Rose & I went to Costa Rica over Thanksgiving. It was beautiful and we had a lot of fun. It was my first time out of the country in something like 10 years. My Spanish is still rusty, but I think if I wasn't shy about it I could actually speak it better. #
When I read about this show, it seemed like it be interesting to see them somewhere I'd never seen them. They were also going to be playing Slim's in San Francisco, which just isn't a good place to see shows. So this venue is an old movie theatre where many of the seats have been torn out. The old concession stand was now a bar where they served 20 ounce beers. It wasn't very happening on this Wednesday evening. When we arrived there were nearly 20 people sitting at some tables & chairs set out in the back of the auditorium. There was a lone guy on the stage. He had long hair, and walked around speaking into the microphone while music played on a CD in the background. On occasion, as the story required, he'd play a synthesizer or a guitar along with the CD. The story was barely coherent, and it left you with a feeling that here was a guy on stage that knew the sound guy at the venue.

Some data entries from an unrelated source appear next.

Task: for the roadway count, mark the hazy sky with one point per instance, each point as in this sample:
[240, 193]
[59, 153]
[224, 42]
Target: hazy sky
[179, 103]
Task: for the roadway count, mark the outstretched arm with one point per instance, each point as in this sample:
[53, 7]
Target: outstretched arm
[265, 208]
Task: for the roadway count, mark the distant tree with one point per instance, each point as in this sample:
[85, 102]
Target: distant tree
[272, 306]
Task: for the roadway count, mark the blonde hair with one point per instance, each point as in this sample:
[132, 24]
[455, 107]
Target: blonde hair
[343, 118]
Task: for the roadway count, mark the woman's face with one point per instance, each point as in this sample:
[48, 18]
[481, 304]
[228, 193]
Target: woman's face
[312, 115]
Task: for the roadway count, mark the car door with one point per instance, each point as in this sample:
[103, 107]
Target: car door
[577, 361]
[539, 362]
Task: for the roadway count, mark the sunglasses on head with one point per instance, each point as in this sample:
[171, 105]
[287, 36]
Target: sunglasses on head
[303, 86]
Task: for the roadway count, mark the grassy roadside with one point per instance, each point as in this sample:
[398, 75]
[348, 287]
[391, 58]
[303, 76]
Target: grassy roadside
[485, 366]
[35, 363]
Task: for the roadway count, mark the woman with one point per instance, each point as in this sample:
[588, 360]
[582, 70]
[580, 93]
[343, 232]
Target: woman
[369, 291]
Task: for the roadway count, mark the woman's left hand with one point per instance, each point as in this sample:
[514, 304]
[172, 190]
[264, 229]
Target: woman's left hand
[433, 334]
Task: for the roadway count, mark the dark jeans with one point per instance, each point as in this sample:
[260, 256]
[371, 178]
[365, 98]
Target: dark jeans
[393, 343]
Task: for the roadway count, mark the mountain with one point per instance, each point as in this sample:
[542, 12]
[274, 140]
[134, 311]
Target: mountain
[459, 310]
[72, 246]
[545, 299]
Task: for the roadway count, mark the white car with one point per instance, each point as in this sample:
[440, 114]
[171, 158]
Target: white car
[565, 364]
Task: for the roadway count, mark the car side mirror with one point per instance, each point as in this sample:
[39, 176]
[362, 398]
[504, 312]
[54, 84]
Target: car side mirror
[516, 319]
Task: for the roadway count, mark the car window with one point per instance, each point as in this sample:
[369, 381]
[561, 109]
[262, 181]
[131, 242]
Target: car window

He constantly cajoled him to let him open and this was his chance to perform. His set actually made Rose angry. Once Aram showed up, he told us it was Matthew Friedberger, once of Champaign. The set was such that the crowd was a little hard on him, laughing out loud. So then The Sea And Cake came out and played a great set. The opener was soon forgotten. They had Doug McCombs on bass, which I hadn't seen before. It was an intimate show, since I'm pretty sure I haven't ever seen them play to as small as a crowd as this since I first saw them in 1994. More people filtered in after the opener and were standing up in front; some were even dancing. It was cool to see them in a small setting; I'll have to keep an eye out for more shows here.
It was another memorable David Byrne show. He put out an album with St. Vincent. They played songs from this new record, as well as classic David Byrne, Talking Heads, and St. Vincent songs. They were backed by around 8 to 10 horn players (and a drummer and keyboard player off to the sides). The two of them both played guitar. The stage was wide open in the center, with just two microphone stands for the stars. The horn players would march or dance around the two of them while playing. It was really fun to watch. St. Vincent would also do this funny stutter step dance quite often. It's really great watching David Byrne perform. The shows he sets up are just so fun and not like anything I've seen before.
I think we got there just as Jonathan Richman started. It was fun to see him on such a large stage. He thanked Wilco for letting him open a few shows. During the Wilco set, Jeff Tweedy compared Jonathan Richman to many stalwarts of music, and thanked him for opening. The Wilco set was another great set by a band that knows exactly what they are doing. During the encore, they played "Via Chicago". The fun thing was while this can sound like a "Wilco song", the back half of the stage spontaneously broke out into some crazy punk rock jazz freak out, while the front of the stage kept the harmonies going as if nothing was going on. It was so abrupt it, that for a moment I seriously thought someone had dropped the live sound and was blasting some other record. I'd really not heard anything like it before. Most everyone around also was caught off guard as well. It's always good to hear something new after seeing shows for so long. It was a great night.